In the original primordial soup of baseball, the very idea of organized leagues providing a pipeline of talent to the top teams would have seemed hopelessly optimistic and possibly utopian; there were times during the 19th century when it wasn't even certain that baseball would survive as a professional sport, with National League teams in places like Troy, New York and Fort Wayne, Indiana while major cities like Detroit and New York City had none. Eventually, of course, the National League got its act together and started buying talent from other teams, and by the beginning of the 20th century, the American and National Leagues were clearly at the top of the heap.

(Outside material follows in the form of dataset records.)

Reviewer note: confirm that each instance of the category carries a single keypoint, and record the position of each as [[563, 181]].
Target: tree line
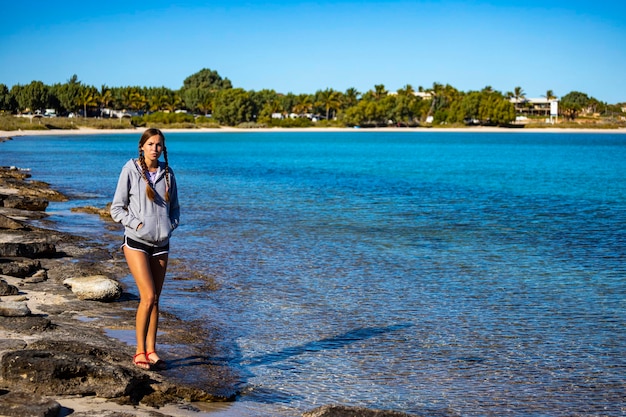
[[206, 93]]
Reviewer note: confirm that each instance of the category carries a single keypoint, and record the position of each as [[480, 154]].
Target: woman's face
[[152, 149]]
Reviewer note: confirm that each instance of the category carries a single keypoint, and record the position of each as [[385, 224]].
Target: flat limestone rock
[[9, 223], [346, 411], [53, 372], [95, 288], [27, 404], [14, 309], [7, 289]]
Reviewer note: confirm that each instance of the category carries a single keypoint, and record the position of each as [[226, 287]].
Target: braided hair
[[150, 192]]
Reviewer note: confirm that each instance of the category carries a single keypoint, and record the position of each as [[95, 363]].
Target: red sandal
[[141, 364], [158, 364]]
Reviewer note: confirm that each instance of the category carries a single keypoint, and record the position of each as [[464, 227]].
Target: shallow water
[[435, 273]]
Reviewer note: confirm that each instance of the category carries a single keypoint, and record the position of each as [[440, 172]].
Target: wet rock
[[23, 202], [345, 411], [27, 404], [39, 249], [19, 267], [39, 276], [95, 288], [74, 371], [6, 289], [27, 324], [14, 309]]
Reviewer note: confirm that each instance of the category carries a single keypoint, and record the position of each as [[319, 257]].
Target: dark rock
[[6, 289], [27, 325], [27, 404], [14, 309], [59, 372], [27, 250], [9, 223], [19, 267], [345, 411], [39, 276], [23, 202]]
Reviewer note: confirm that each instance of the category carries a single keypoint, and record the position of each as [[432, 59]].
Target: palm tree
[[158, 102], [379, 92], [329, 99], [434, 92], [173, 103], [550, 95], [518, 94], [351, 97], [304, 103], [104, 98], [407, 91], [88, 97]]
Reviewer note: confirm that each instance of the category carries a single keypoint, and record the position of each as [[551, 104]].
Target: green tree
[[206, 78], [105, 98], [7, 101], [303, 104], [329, 99], [33, 96], [233, 106], [350, 97], [133, 99], [550, 95], [69, 94], [88, 98]]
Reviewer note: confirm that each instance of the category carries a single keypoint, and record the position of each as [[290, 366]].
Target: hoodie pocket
[[155, 229]]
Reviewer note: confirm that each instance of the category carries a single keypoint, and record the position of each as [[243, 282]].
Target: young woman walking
[[146, 203]]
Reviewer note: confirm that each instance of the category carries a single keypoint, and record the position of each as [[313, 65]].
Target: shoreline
[[478, 129], [85, 343]]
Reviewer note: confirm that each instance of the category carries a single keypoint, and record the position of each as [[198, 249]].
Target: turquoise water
[[474, 274]]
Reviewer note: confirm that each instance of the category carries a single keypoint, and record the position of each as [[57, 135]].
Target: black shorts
[[142, 247]]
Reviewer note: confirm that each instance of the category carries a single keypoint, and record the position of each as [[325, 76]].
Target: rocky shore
[[60, 301], [63, 311]]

All the other teams in the International League, Three-I League, Canadian-American League were independent. They had no responsibility to the major league teams, no subsidies from them, and didn't have to sell their players to other teams if they didn't want to. This changed gradually when Branch Rickey began to invest in minor league teams during his tenure as business manager of the St. Louis Cardinals. This provided the Cardinals with a steady supply of quality players, which made the the team one of the powerhouses of the National League. Other teams followed suit to remain competitive; those that did not, such as the Boston Braves, St. Louis Browns, and both Philadelphia teams, had to subsist on whatever was left over or cast off, and as a result languished in the second division for almost three decades before being bought by owners who could afford to invest in farm systems.

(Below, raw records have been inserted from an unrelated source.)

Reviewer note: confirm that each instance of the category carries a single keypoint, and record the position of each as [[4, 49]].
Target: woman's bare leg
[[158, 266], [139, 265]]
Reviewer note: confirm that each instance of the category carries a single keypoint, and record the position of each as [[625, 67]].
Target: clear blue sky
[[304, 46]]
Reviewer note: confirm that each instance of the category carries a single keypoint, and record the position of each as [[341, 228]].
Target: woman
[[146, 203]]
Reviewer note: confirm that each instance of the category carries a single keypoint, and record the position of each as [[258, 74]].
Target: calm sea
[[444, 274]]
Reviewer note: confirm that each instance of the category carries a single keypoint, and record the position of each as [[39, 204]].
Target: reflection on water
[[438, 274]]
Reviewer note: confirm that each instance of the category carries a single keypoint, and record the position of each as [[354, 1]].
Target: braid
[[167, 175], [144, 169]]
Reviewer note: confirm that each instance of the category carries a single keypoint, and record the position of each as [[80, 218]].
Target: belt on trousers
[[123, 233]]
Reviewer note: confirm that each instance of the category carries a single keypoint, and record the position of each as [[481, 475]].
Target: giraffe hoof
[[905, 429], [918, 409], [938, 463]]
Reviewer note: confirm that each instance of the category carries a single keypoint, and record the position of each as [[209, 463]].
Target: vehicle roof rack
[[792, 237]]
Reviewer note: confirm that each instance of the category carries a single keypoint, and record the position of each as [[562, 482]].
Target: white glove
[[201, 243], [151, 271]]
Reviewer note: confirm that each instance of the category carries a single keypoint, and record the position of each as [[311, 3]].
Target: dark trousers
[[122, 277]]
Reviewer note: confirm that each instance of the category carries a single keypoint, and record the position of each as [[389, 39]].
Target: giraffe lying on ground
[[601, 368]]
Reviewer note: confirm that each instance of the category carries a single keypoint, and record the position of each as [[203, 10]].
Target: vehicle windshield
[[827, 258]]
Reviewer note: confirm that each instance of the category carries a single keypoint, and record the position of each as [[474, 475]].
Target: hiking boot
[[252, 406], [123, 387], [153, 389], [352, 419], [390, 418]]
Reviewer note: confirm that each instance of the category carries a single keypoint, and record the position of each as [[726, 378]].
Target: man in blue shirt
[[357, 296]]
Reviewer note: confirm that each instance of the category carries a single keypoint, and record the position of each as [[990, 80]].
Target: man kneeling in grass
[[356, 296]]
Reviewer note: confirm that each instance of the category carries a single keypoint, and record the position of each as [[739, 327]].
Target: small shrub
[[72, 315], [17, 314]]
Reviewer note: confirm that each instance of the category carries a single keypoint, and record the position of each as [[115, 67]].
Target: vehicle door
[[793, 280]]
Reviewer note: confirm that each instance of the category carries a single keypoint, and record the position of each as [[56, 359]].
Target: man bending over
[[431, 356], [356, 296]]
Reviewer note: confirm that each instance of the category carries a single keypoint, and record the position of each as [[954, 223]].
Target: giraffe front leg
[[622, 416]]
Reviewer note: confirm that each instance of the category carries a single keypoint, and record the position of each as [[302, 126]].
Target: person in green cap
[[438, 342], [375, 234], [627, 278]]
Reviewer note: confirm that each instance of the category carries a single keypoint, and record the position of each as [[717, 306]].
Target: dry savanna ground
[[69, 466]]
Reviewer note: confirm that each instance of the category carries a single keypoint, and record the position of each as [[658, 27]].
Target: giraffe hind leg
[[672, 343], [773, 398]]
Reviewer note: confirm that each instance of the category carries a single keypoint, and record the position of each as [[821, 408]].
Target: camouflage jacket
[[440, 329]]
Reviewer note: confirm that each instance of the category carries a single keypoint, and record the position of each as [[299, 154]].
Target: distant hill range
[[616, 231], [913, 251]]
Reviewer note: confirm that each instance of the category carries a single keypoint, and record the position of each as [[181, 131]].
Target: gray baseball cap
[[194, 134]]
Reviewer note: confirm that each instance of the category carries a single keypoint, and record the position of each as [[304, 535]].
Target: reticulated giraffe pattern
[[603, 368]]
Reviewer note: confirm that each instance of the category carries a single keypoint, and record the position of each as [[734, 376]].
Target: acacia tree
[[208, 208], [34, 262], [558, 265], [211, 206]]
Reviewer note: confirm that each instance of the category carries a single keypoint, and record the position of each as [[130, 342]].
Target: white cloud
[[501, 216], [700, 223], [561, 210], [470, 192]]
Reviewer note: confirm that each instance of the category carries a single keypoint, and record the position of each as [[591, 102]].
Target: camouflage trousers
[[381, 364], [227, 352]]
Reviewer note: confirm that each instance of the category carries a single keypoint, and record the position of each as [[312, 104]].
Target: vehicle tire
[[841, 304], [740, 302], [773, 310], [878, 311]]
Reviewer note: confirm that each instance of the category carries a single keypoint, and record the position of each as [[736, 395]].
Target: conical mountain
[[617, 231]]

The advent of television in the 1950s killed off many of the smaller farm teams as well as the Negro Leagues*, and the exodus of the Dodgers and Giants to California doomed any chance the Pacific Coast League might have had of forming a third major league. By the end of that decade, just about every minor league team in America was owned by one major league team or another, and over the next forty years, only teams owned directly by the major league teams (mostly in the Gulf Coast and Arizona leagues) and occasional wildcat teams such as the Portland Mavericks and the Utica Blue Sox** would not be bound by affiliation contracts. This gave rise to the situation James' jeremiad addresses.

Originally the farm teams formed a pyramid, with major league teams owning dozens of minor league clubs, but over time the pyramids shrank into a pipeline, partially because college baseball programs began to do for free what Class D and C minor league teams had done, and partially because providing players, coaches, managers and equipment to the minor league clubs became a significant cost to the parent clubs, especially when signing bonuses began to increase. Paradoxically, this narrowing of the player development pyramid into a pipeline has given the minor leagues some bargaining leverage against their major league patrons, and at the same time, the high cost of attending a major league baseball game has drawn attention to the less expensive option of minor league baseball. New owners have worked to get better parks, provide more entertainment for fans, and in general improve the minor league baseball experience for the fans, an example that the major leagues are belatedly following.

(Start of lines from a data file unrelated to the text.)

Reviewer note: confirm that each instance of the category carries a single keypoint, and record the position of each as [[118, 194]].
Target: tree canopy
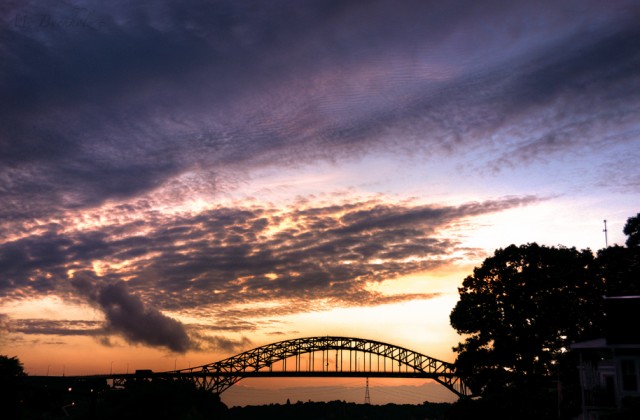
[[520, 310]]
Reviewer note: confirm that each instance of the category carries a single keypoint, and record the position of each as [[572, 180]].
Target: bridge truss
[[319, 357]]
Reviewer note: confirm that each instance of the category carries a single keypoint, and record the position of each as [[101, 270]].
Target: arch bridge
[[315, 357]]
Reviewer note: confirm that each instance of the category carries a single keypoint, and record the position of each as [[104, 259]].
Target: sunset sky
[[184, 180]]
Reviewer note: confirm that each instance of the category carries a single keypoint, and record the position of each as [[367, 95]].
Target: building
[[610, 366]]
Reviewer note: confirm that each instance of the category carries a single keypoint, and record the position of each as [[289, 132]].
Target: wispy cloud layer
[[113, 110], [226, 256], [114, 113]]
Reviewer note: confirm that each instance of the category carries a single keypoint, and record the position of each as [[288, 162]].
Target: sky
[[185, 180]]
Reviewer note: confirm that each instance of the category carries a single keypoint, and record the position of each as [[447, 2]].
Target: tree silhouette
[[11, 372], [520, 310]]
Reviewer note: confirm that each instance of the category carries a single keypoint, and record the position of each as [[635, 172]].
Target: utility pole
[[367, 397]]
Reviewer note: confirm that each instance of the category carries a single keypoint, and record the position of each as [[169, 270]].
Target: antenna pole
[[367, 397]]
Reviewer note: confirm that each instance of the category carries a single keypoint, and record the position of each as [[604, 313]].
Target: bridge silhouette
[[308, 357]]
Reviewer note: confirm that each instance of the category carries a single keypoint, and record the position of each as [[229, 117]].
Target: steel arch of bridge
[[259, 362]]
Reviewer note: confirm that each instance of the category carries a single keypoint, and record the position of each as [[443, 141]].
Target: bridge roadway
[[325, 357]]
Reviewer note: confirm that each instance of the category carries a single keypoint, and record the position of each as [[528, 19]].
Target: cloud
[[57, 327], [227, 255], [146, 93], [128, 316]]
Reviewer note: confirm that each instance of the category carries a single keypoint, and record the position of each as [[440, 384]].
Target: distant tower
[[367, 397]]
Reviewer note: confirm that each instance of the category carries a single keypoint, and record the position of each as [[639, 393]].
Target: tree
[[632, 230], [520, 310], [11, 373]]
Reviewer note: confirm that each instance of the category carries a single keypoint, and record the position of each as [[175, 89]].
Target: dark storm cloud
[[127, 315], [141, 92]]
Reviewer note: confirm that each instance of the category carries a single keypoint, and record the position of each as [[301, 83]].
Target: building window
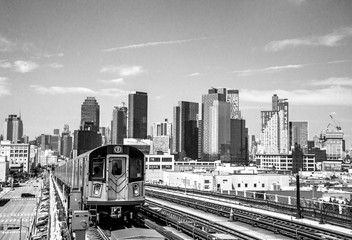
[[154, 166], [153, 159], [166, 160], [166, 166]]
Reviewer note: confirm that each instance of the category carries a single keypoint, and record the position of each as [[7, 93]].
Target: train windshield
[[136, 170], [117, 166], [98, 168]]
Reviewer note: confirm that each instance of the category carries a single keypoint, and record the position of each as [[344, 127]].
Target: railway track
[[279, 226], [96, 233], [194, 226], [310, 212]]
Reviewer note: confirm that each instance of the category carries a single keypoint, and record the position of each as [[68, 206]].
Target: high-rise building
[[214, 94], [299, 134], [162, 129], [55, 142], [233, 98], [88, 137], [274, 136], [137, 115], [56, 131], [239, 154], [66, 142], [13, 128], [119, 125], [219, 124], [105, 135], [185, 130], [90, 111]]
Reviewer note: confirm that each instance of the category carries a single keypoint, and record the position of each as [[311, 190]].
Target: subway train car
[[108, 181]]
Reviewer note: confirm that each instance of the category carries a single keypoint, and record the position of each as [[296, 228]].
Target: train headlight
[[96, 189], [136, 190]]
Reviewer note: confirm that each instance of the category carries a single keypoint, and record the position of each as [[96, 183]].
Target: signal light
[[97, 189], [135, 190]]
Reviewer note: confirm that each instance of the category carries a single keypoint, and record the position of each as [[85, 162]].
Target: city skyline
[[54, 54]]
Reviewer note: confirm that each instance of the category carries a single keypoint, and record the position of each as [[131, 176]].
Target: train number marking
[[118, 149]]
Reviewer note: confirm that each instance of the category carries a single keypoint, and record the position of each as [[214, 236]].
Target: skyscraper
[[88, 137], [66, 142], [214, 94], [13, 129], [137, 115], [162, 137], [118, 125], [90, 111], [299, 134], [162, 129], [239, 154], [185, 130], [233, 98], [274, 136]]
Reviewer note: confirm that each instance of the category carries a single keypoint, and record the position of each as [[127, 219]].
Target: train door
[[117, 178]]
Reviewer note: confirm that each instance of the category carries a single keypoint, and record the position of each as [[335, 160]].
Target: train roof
[[111, 149], [136, 233]]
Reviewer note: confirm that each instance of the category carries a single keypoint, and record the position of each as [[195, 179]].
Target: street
[[17, 215]]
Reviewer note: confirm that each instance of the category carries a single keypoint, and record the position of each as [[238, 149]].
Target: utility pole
[[20, 227], [298, 198]]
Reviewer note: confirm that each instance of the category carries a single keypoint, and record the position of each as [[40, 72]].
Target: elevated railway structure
[[277, 223], [324, 212]]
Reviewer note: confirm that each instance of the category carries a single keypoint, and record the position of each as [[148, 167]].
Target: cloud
[[332, 82], [331, 96], [329, 40], [5, 44], [55, 65], [298, 2], [5, 64], [24, 66], [274, 69], [4, 90], [112, 81], [193, 75], [47, 55], [152, 44], [56, 90], [123, 70]]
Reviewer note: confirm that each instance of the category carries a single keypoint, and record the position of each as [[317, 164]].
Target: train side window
[[97, 168]]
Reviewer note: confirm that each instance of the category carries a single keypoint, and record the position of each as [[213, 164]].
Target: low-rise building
[[213, 181], [284, 162], [18, 155], [156, 165]]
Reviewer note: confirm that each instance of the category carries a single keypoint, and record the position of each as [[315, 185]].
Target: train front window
[[136, 169], [117, 166], [97, 168]]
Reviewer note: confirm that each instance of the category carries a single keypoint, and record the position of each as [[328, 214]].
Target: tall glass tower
[[13, 128], [90, 111], [137, 115], [118, 125], [185, 129]]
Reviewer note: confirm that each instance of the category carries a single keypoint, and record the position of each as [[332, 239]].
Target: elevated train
[[108, 181]]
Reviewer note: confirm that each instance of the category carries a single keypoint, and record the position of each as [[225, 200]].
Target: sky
[[54, 54]]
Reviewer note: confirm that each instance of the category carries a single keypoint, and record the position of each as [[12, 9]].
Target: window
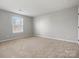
[[17, 24]]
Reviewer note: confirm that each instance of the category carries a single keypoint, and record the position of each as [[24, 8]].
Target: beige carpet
[[38, 47]]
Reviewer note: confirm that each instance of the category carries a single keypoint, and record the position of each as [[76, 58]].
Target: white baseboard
[[13, 38], [57, 39]]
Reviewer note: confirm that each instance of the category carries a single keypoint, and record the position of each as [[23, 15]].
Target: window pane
[[17, 24]]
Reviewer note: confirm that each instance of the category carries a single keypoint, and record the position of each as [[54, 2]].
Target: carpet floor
[[37, 47]]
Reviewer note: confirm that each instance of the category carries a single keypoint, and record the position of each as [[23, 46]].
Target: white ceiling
[[36, 7]]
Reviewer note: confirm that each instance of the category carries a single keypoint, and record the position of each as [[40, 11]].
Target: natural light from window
[[17, 24]]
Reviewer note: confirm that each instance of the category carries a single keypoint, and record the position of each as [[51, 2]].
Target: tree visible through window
[[17, 24]]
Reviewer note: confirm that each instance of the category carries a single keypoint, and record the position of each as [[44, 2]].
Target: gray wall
[[6, 26], [58, 25]]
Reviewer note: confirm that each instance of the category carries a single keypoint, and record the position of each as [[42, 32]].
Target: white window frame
[[17, 24]]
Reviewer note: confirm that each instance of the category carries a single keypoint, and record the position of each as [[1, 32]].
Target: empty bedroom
[[39, 28]]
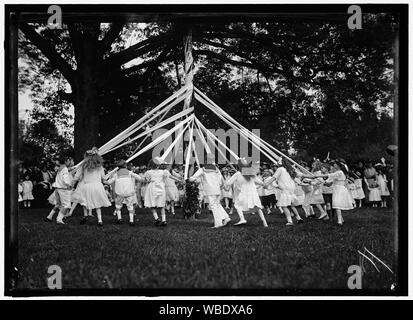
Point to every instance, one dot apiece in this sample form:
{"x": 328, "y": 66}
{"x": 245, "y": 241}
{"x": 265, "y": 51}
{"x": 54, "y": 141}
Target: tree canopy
{"x": 311, "y": 86}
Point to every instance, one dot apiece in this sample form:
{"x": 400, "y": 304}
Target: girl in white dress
{"x": 172, "y": 192}
{"x": 155, "y": 193}
{"x": 27, "y": 192}
{"x": 308, "y": 189}
{"x": 226, "y": 193}
{"x": 317, "y": 194}
{"x": 342, "y": 199}
{"x": 286, "y": 185}
{"x": 374, "y": 193}
{"x": 298, "y": 199}
{"x": 359, "y": 193}
{"x": 91, "y": 175}
{"x": 384, "y": 190}
{"x": 20, "y": 190}
{"x": 245, "y": 195}
{"x": 268, "y": 191}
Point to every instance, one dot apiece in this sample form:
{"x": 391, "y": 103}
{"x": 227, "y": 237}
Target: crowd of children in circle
{"x": 328, "y": 186}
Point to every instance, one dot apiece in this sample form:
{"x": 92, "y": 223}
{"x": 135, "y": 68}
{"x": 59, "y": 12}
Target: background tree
{"x": 291, "y": 77}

So almost fifteen years after James' essay, things have improved somewhat in minor league baseball for the operators and the players, and there is even some competition in the form of the independent minor leagues. Still, as far as the kind of baseball being played and its connection to the fans in places like Hagerstown, Indianapolis and Baton Rouge, it might as well be professional wrestling.

*These had dwindled to virtual farm teams themselves, although no formal ties existed and players were often signed by the major league teams without regard to whether they were already under contract to a Negro League team or not.

**The season spent by the Blue Sox as an independent team is chronicled in Roger Kahn's Good Enough To Dream.